Production Higher Than Global Average
Emami further said Iran’s average production per hectare, which is 2,300 kilograms, exceeds the global average amounting to nearly 1,900 kilograms, yet compared with the capacity created by the climate, the domestic performance is not satisfactory.
“Among the impediments in the way of production is that our farmers lack the latest know-how in olive cultivation. Poor farming methods decrease production. Out of the 84,000 hectares of olive cultivars in Iran, 60% have fruit-bearing trees,” he said.
“To overcome this hurdle, we have held and continue to hold special courses to educate farmers on how watering, pruning, grafting and fighting pests must be done in a way that production is increased and resources, including water and soil as well as fertilizers, are used efficiently.”
Another issue, Emami said, is that there is no well-organized and disciplined union or association through which farmers and owners of oil extraction factories can convey their needs and problems to officials in charge.
Factories Working at Half Capacity
Agricultural Ministry’s Director General of Tropical and Subtropical Fruits Department Abolqasem Hassanpour told Financial Tribune that 70% of domestic production are used to make olive conserves and the remaining 30% go to oil extraction factories.
“There are 87 processing and oil extraction factories in the country that work at 50% of their capacity at best, since production is not enough due to the water crisis,” he said.
“Global production of olives stands at 17 million tons [per year]. Our production amounts to around 100,000 tons, from which 65,000 tons of conserves are produced. Imports of olives, fresh or processed, are banned as are the majority of fruits. This is a precaution taken by the government to prevent the transmission of pests and infectious agents (pathogens) into the country.”
Hassanpour said the Agriculture Ministry plans to increase land under olive cultivation by 50,000 hectares within the next five years.
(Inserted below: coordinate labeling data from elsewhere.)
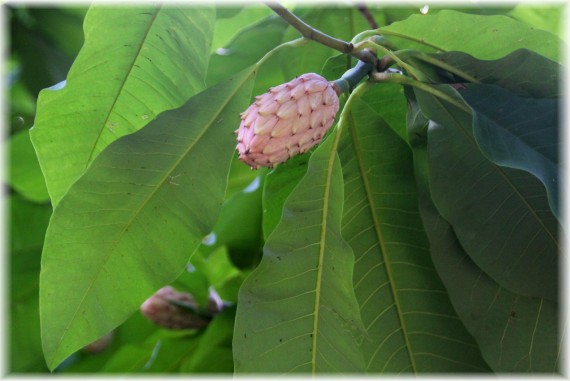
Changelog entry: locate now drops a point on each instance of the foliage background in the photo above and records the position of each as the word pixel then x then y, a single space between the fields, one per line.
pixel 43 45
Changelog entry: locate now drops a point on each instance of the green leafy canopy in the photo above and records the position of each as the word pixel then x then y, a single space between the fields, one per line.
pixel 422 235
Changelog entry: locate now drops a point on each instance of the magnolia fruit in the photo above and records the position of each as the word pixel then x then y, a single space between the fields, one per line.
pixel 287 120
pixel 178 310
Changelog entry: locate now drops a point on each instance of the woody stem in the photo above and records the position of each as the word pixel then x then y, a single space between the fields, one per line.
pixel 316 35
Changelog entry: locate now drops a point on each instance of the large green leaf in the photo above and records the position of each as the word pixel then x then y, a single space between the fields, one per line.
pixel 340 22
pixel 28 223
pixel 515 72
pixel 526 137
pixel 547 16
pixel 136 63
pixel 500 215
pixel 484 37
pixel 411 325
pixel 246 47
pixel 297 310
pixel 130 223
pixel 25 174
pixel 514 333
pixel 241 17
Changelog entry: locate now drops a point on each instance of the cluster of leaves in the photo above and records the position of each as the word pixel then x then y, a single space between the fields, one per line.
pixel 421 235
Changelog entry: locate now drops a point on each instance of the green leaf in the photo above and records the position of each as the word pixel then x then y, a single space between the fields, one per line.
pixel 297 311
pixel 411 325
pixel 247 47
pixel 500 215
pixel 28 223
pixel 526 137
pixel 340 22
pixel 125 75
pixel 388 101
pixel 213 354
pixel 279 183
pixel 219 271
pixel 484 37
pixel 128 226
pixel 25 174
pixel 516 72
pixel 548 17
pixel 514 333
pixel 231 20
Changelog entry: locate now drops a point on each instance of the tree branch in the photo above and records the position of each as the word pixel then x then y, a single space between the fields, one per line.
pixel 313 34
pixel 367 15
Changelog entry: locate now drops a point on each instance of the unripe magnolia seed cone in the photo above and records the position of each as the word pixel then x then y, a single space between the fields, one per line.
pixel 286 121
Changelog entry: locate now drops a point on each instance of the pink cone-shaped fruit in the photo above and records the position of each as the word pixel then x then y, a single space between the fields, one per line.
pixel 287 120
pixel 161 308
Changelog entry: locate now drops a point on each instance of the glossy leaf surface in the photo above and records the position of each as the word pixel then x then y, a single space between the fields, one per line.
pixel 484 37
pixel 410 324
pixel 500 215
pixel 301 295
pixel 136 63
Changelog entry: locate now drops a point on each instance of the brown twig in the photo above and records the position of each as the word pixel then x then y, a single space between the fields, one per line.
pixel 316 35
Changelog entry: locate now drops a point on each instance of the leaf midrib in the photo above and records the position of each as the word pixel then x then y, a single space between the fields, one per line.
pixel 381 240
pixel 326 199
pixel 122 85
pixel 143 206
pixel 500 172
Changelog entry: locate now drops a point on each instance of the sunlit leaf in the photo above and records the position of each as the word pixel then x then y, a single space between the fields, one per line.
pixel 129 225
pixel 484 37
pixel 25 174
pixel 125 75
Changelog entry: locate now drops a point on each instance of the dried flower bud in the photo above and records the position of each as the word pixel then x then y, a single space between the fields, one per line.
pixel 178 310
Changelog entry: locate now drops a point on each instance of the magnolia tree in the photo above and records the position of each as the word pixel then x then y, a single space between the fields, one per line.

“We aim to use modern methods to develop and improve 40,000 hectares of existing orchards within the same period,” he said.
“The main hubs producing olives in Iran are the provinces of Gilan, Qazvin, Zanjan, Fars and Markazi. The industry has created more than 300,000 direct and indirect jobs. By injecting liquidity and working capital in the olive business, we can expand orchards and increase production, and create even more jobs.”